Kaum war er eingetaucht, da durchzog ihn ein heftiges Sehnen, fremd und
vertraut; Berührungen kreisten durch seinen Leib, und die in Angst
und Schrecken bitter verborgenen Knospen der Lust – sie taten sich plötzlich
auf, färbten sein Fleisch mit schamvoller Seligkeit, blühten
durch seine Glieder. Verwundert blickte er sich um. Da bemerkte er die
Ursache: Nicht fern von ihm waren ein Mädchen und ein junger Mann
in den Teich gestiegen, um sich dort zärtlich zu vereinigen. Das Wasser
hatte ihm ihre Bangigkeit, Erregung und Lust mitgeteilt, die Spannung geleitet
wie Strom, wie ein Leib, ein gemeinsamer Leib. Er gab dankbar seinen Gruß
durch das leitende Element zurück, segnete sie mit unaussprechlichem
Entzücken, überließ ihnen den elektrischen See, seinen
Anteil an ihrer Ekstase, und machte sich auf den Weg."
Sie
legt das Heft beiseite, Licht aus, beginnt ihre Übungen, biegt sich,
spannt sich, formt die alten Zeichen und liest sie von innen, die Schrift
dieser gestischen Knotenschnur, und setzt sich schließlich wieder
zurecht, ein in sich zentrierter Planet, die Füße zur Körpermitte,
die Hände leicht aufliegend, offen.

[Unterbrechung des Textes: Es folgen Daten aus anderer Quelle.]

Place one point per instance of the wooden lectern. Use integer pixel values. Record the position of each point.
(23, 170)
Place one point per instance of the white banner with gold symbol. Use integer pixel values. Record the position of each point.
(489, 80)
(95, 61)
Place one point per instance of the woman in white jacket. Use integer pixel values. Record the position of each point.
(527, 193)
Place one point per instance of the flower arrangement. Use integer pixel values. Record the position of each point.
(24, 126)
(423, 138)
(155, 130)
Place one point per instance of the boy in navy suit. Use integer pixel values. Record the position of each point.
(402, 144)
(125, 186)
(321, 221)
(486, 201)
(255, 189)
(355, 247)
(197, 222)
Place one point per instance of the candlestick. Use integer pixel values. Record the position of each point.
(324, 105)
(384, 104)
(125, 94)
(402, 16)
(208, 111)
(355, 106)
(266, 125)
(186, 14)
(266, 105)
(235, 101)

Im Tiefschlaf wach.
Zeitlose
Quelle der Zeit.
Irgendwann,
wer weiß wann, wer weiß – wieder auftauchend durch die mächtigen
Wogen, die bilderbrausende Sinfonie, hinauf in die blinkenden Reflexe,
in die Oberflächen des Ozeans, da fühlt sie's, fühlt den
orgasmischen Übergang vom traumerfüllten Schlaf ins Tagesbewußtsein.
Das nimmt etwas von der Fülle des Insichseins mit in die Erfahrungswelt,
hält im Ich eine Tür zur Unendlichkeit offen, läßt
die Lichtflut in der Empfindung nachklingen. So hieß es ja auch:
Der Erwachende.
Das
ist es: Die Vereinigung mit dem eigenen Leib, der Wiedereintritt der körperlichen
Wahrnehmung, des sinnlichen Gespürs in die träumerischen Spiegelwellen;
deshalb auch: Ein Leib, ein gemeinsamer Leib.
Erfrischt
lockert sie sich, innerlich gleichsam gebadet, steht auf und schaut aus
dem Fenster, wie weit die Bläue am Horizont schon vorangeschritten
ist. Staunend sieht sie: Alles leuchtet in sauberem Weiß, traumverzaubert,
in einen stillen Frieden gehüllt. Erinnerung, von Vertrautheit gesättigt,
Rückkehr der Kindheit.
Sie
trippelt rasch zur Küche hinab, setzt Wasser auf und bereitet das
Frühstück vor, geht dann kurz vor die Tür und formt Schneebälle,
um die Schwestern damit aufzuwecken.